There is a line in a hymn, I think it’s sung at funerals or as they’re called in the Catholic church, Mass of Christian Burial. It goes, “from death into life.”
I began attending this celebration of life by accident in one of my early days of attending Mass. I was there, and I couldn’t leave without drawing unnecessary attention to myself, so I remained, hidden in plain sight, in one of the back pews, wishing I was invisible, feeling as though I didn’t belong in such an intimate family gathering. I was, however, wrong – this mass invites the community members, the congregation; to be in communion with the family, to send their loved one on their next journey. I followed the program, I sang along, I prayed, and I found something in that service. I think my first funeral service was for a woman named Dottie. I still have her program in my church papers that I’ve collected and saved.
After that first time, I continued to go to the Rite of Christian Burial when it occurred during the daily mass time. I almost never knew until I arrived at church, and after one or two more, I found great comfort in this Mass.
But I still didn’t get it – that death into life bit.
I could never understand that phrase.

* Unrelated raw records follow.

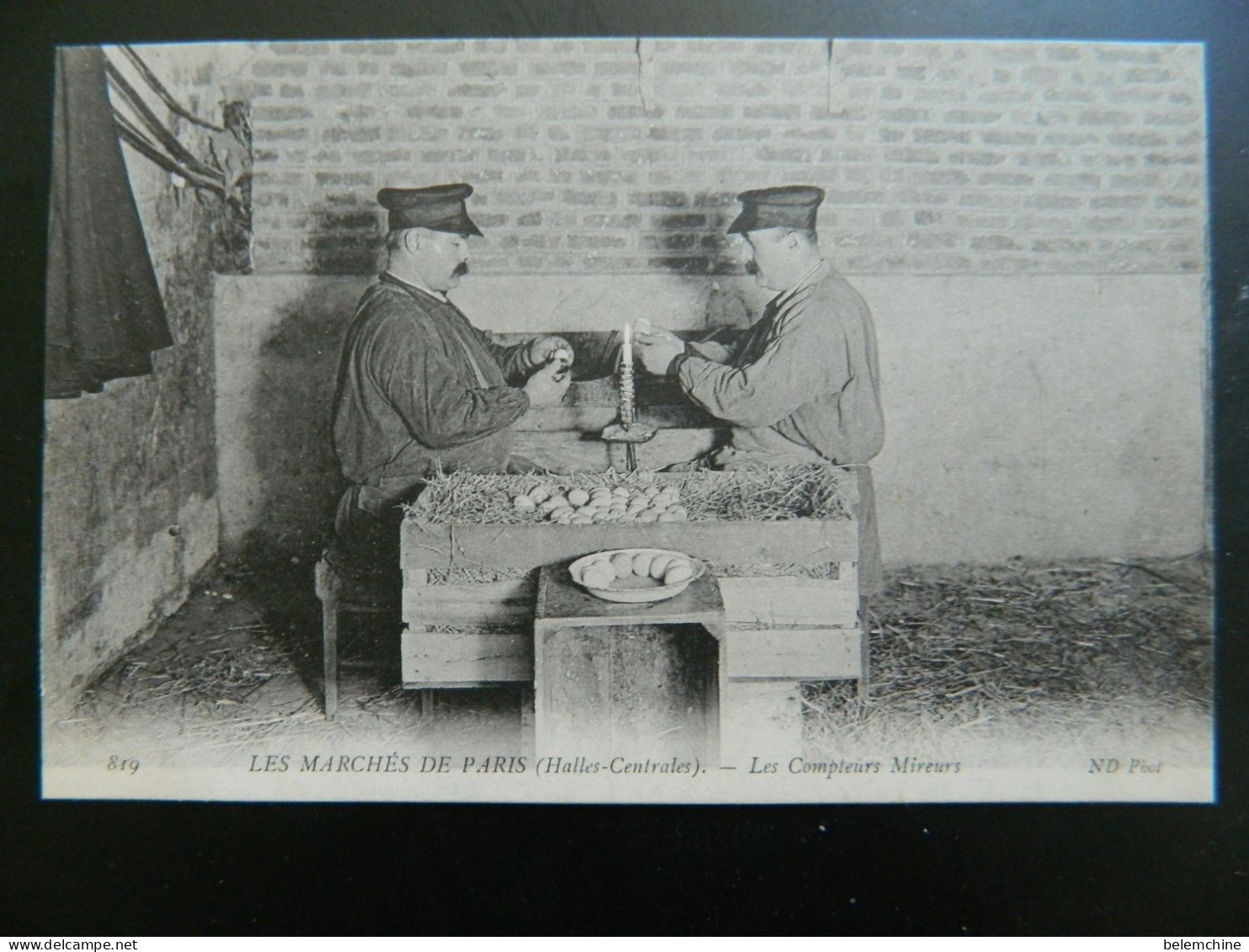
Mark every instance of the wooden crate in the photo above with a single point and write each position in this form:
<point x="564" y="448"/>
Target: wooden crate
<point x="781" y="627"/>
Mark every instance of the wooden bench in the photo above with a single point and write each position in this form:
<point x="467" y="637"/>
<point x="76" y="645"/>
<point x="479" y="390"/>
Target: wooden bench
<point x="337" y="595"/>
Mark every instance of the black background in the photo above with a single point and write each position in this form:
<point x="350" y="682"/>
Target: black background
<point x="183" y="869"/>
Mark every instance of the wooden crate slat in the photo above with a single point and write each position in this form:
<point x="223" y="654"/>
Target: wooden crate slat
<point x="789" y="601"/>
<point x="471" y="604"/>
<point x="795" y="654"/>
<point x="527" y="546"/>
<point x="446" y="658"/>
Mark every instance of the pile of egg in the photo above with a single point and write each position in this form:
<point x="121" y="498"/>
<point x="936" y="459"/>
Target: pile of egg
<point x="583" y="508"/>
<point x="663" y="569"/>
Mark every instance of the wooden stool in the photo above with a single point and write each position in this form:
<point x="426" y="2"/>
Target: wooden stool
<point x="335" y="593"/>
<point x="587" y="680"/>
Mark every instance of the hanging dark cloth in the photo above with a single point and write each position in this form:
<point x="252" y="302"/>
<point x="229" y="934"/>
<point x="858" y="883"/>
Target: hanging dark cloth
<point x="105" y="312"/>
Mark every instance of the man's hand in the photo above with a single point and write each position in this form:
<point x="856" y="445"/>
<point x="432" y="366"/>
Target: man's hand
<point x="544" y="350"/>
<point x="544" y="389"/>
<point x="658" y="348"/>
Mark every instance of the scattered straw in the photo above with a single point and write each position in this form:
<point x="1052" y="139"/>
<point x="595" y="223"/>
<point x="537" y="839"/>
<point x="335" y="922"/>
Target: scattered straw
<point x="970" y="647"/>
<point x="805" y="492"/>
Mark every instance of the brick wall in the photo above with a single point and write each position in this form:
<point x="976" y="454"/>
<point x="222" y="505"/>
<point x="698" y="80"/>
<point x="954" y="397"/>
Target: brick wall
<point x="595" y="157"/>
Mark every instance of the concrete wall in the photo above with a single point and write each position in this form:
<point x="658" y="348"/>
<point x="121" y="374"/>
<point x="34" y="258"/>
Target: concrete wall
<point x="1040" y="416"/>
<point x="130" y="477"/>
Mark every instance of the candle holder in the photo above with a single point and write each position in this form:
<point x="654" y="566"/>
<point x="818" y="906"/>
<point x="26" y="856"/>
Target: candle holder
<point x="629" y="431"/>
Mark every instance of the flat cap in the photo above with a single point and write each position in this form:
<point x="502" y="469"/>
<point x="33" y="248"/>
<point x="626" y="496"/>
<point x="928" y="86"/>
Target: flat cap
<point x="787" y="206"/>
<point x="438" y="208"/>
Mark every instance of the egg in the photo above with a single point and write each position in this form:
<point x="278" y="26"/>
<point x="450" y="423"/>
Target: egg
<point x="678" y="572"/>
<point x="658" y="566"/>
<point x="622" y="562"/>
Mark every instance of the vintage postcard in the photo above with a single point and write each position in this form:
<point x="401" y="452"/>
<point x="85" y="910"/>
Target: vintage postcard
<point x="629" y="420"/>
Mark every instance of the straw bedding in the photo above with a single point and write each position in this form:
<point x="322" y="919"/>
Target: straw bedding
<point x="805" y="492"/>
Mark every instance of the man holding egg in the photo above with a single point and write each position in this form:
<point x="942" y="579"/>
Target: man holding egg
<point x="420" y="389"/>
<point x="802" y="384"/>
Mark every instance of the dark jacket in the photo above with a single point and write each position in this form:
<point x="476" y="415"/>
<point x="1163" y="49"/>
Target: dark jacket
<point x="420" y="389"/>
<point x="802" y="382"/>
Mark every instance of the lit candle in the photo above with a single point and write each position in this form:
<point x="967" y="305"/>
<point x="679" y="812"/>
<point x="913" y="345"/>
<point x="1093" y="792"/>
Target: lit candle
<point x="627" y="377"/>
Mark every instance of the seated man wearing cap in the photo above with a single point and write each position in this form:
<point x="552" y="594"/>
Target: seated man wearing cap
<point x="420" y="389"/>
<point x="800" y="385"/>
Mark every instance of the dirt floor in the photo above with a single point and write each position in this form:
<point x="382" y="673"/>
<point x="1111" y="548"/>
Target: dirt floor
<point x="1003" y="663"/>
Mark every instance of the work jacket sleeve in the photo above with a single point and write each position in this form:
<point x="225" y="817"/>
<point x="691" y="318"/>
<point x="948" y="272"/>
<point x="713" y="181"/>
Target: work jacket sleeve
<point x="799" y="361"/>
<point x="513" y="359"/>
<point x="714" y="346"/>
<point x="441" y="405"/>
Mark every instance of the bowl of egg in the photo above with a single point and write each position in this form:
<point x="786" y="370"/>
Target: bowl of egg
<point x="636" y="575"/>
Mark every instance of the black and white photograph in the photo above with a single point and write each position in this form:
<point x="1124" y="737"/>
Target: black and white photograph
<point x="629" y="420"/>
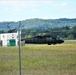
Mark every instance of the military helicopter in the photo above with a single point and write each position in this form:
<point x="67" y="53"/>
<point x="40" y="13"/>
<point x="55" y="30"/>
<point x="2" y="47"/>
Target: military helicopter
<point x="40" y="39"/>
<point x="44" y="39"/>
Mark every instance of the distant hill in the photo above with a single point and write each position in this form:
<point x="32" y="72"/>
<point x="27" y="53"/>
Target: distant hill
<point x="39" y="23"/>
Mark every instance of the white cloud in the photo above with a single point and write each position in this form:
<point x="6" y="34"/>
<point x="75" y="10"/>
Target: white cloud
<point x="70" y="10"/>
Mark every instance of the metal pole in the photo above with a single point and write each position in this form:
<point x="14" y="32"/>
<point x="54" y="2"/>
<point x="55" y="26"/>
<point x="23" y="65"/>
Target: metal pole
<point x="19" y="48"/>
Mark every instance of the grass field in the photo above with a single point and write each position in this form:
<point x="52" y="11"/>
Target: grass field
<point x="38" y="59"/>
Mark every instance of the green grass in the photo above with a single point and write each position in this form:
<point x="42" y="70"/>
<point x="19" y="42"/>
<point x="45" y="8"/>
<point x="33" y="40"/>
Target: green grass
<point x="41" y="59"/>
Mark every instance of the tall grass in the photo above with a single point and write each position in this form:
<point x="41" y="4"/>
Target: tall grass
<point x="38" y="59"/>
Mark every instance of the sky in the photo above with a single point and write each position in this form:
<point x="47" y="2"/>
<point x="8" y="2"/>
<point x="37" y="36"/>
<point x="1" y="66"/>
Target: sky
<point x="16" y="10"/>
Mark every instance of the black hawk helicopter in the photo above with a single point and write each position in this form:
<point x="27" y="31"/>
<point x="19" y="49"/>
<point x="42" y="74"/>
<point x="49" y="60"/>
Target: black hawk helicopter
<point x="40" y="39"/>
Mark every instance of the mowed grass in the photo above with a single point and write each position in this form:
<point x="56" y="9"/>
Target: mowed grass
<point x="39" y="59"/>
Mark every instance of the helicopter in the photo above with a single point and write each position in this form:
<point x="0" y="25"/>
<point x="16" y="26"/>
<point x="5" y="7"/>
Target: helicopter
<point x="44" y="39"/>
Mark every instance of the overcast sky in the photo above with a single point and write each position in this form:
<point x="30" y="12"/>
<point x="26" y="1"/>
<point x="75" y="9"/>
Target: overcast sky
<point x="16" y="10"/>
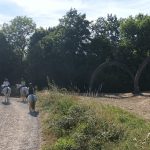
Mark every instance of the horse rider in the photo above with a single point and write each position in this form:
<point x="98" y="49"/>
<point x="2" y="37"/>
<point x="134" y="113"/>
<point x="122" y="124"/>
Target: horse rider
<point x="31" y="98"/>
<point x="23" y="83"/>
<point x="5" y="83"/>
<point x="31" y="89"/>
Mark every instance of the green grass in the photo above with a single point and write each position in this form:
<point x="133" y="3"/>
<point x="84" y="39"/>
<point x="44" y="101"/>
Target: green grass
<point x="71" y="124"/>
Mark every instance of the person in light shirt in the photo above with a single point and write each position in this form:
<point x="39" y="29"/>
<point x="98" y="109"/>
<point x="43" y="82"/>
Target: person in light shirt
<point x="6" y="83"/>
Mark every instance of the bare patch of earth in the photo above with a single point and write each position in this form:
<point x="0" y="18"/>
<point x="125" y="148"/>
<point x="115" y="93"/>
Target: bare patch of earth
<point x="18" y="129"/>
<point x="139" y="104"/>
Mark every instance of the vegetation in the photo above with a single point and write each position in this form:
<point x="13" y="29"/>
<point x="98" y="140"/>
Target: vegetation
<point x="71" y="124"/>
<point x="73" y="53"/>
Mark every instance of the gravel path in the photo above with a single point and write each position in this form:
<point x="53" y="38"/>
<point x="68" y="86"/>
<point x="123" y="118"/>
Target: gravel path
<point x="18" y="129"/>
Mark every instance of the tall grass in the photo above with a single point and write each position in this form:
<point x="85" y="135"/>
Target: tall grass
<point x="71" y="124"/>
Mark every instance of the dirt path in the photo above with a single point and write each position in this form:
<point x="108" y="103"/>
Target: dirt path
<point x="18" y="129"/>
<point x="139" y="105"/>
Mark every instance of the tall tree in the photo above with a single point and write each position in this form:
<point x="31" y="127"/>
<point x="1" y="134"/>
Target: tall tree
<point x="18" y="33"/>
<point x="8" y="60"/>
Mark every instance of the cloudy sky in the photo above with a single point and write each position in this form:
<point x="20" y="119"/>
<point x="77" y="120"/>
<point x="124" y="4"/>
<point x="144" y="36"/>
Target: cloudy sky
<point x="46" y="13"/>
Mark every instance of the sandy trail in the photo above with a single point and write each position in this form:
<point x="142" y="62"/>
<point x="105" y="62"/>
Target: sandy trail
<point x="18" y="129"/>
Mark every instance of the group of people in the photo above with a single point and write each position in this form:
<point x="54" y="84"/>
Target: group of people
<point x="30" y="93"/>
<point x="6" y="83"/>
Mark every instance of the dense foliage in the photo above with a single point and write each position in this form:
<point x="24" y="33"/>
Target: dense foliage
<point x="73" y="53"/>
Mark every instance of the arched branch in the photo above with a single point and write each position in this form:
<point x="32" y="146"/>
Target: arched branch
<point x="138" y="74"/>
<point x="106" y="64"/>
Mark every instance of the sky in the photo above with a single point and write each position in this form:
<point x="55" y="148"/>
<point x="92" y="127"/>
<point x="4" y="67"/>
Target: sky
<point x="46" y="13"/>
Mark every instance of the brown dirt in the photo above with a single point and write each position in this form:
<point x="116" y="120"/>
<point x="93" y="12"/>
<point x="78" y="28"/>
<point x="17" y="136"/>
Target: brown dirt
<point x="139" y="105"/>
<point x="18" y="129"/>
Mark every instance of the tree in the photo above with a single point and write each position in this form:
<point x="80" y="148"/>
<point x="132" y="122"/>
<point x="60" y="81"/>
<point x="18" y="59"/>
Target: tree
<point x="8" y="60"/>
<point x="135" y="31"/>
<point x="18" y="33"/>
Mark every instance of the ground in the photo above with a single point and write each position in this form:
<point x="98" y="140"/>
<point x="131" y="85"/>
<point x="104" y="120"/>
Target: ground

How can you go from death into life?
It wasn’t until after my spiritual conversion, and after passing this tree, always on my way to my writing workshop.
On the way to the library, I passed the church adjacent to this tree, and the cemetery that surrounds this tree, and one spring day it was gloriously sunny and bright, and the green leaves had sprouted and grown.
I could see them bright against the white of the siding on the church building; this delicate new growth rising from the fallen tree, its life long thought buried and gone.
This was when I could grasp death into life, life from death, the infinite from finite, everlasting life from our journey on earth.
Now, when I sing the hymn, I picture this tree when I sing death into life.